投資基準は社会に衝撃を与えられること。これまでに30社から40社の新興企業に対し、約100億円を投資した。資金は全て泰蔵氏が提供しており、回収までの期間を通常のVCより長めの10ー15年に設定する。起業家のアイデアを形にするため、共同創業したり泰蔵氏自身が会社を作ったりする場合もある。
社会的な影響を考慮しない投資に「ちょっと飽きた」と泰蔵氏は述べた。東京大学在学中からヤフーの立ち上げに参画し、創業したガンホー・オンライン・エンターテイメントは大人気ゲームを生み出した。刺激的で面白かったが、まだまだ社会には問題があふれている。もっと直接的に問題を解決する方法に「だんだん興味が湧いてきた」という。
転機
きっかけは11年3月に発生した東日本大震災だった。日々、伝えられる惨状にショックを受けた。個人的に支援物資を送ったが、「役に立ってないな」という気持ちがあったという。非常事態にこそ役立つテクノロジーを作るべきだ、という思いは強まっていった。
インターネットの進化も、泰蔵氏の思いを後押しした。パソコンやスマートフォンの画面にとどまっていたインターネットがさまざまなものにつながり、新しい方法で使われるIoTの時代になった。泰蔵氏は「インターネットがいよいよ画面の外に飛び出してきた」と言い、災害時でも「できることはいっぱいある」と話す。
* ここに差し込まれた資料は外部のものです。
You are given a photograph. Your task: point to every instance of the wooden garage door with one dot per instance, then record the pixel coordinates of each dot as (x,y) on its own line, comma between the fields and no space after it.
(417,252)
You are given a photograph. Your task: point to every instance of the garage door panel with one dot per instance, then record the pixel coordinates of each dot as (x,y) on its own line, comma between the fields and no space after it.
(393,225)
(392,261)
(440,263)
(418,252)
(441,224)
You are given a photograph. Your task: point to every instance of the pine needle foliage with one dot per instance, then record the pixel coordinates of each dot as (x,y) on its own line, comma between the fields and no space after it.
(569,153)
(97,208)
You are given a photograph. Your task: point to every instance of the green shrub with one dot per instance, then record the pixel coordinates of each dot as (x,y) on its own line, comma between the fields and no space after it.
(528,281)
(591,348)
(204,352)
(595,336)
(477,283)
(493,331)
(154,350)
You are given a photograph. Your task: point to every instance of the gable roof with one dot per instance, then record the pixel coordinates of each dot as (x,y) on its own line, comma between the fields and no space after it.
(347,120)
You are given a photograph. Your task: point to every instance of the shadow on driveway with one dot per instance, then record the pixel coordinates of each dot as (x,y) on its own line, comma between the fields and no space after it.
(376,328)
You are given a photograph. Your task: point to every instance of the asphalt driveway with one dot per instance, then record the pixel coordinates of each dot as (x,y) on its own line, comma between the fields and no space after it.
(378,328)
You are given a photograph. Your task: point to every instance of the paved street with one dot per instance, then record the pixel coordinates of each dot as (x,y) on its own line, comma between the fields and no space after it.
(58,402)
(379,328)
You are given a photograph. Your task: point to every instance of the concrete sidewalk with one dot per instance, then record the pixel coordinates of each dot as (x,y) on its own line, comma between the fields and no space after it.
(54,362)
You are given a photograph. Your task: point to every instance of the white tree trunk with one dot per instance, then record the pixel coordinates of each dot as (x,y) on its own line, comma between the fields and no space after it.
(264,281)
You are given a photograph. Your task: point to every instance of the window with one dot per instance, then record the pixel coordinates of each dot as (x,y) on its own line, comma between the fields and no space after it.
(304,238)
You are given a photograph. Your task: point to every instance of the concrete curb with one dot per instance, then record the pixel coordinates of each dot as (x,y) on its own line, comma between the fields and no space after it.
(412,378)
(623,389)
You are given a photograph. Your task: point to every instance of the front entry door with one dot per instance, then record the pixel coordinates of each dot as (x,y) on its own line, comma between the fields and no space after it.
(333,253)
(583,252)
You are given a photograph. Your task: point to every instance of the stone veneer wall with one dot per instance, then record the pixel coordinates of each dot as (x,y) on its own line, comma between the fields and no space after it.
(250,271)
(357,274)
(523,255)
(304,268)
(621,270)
投資先である米ジップラインは自動飛行型のドローンを使い、アフリカのルワンダで遠隔地に輸血用の血液を運ぶ活動に取り組む。またサイマックス(東京都千代田区)はトイレに取り付けた尿の分析装置で、健康状態を分析することが可能だ。ほたる(東京都文京区)は災害時などに使える水循環システムを手がける。
新しいアイデアを持っている人たちと一緒に活動し「少しずつでも社会が変わっていくダイナミズムの中に自分がいるときに、ものすごく楽しいと気がついた」と泰蔵氏は言う。社会的な影響のある投資を手がけるのは「世のため人のためというのではなく、楽しいから」だ。
「群れ」で変革
兄、正義氏のソフトバンクが英半導体設計会社アーム・ホールディングスの全株式を総額約240億ポンド(約3兆3000億円)で取得すると7月に発表した直後、泰蔵氏は自身のフェイスブックに正義氏の投資の強みについて「テクノロジーについて技術的価値と経済的価値の両方をもって未来を予測できること」だと書き込んだ。また「少しでも差を縮めようとしているのに、いつも引き離された感じがして本当に悔しい」「『ああ、こりゃあ、かなわないな』と僕は正直思った」とも吐露している。
一方、泰蔵氏の取る方法としては「一つ一つの企業体をできるだけ小さく保つことで生命力を最大限に引き上げ、企業体の『群れ』でイノベーションをコレクティブに加速させていく」と表現。「『孫泰蔵式』とでもいうものを確立していけたらなあと思う」と記載している。
インタビューでは、フェイスブックの記述について「俺はやつとは違うやりかたをやって、俺の方が上に行ってみせるというのを優しく言っている」と笑いながら解説した。また正義氏の方法についても「20世紀型だと思っている。もう古いんじゃー、みたいな」と冗談めかして述べた。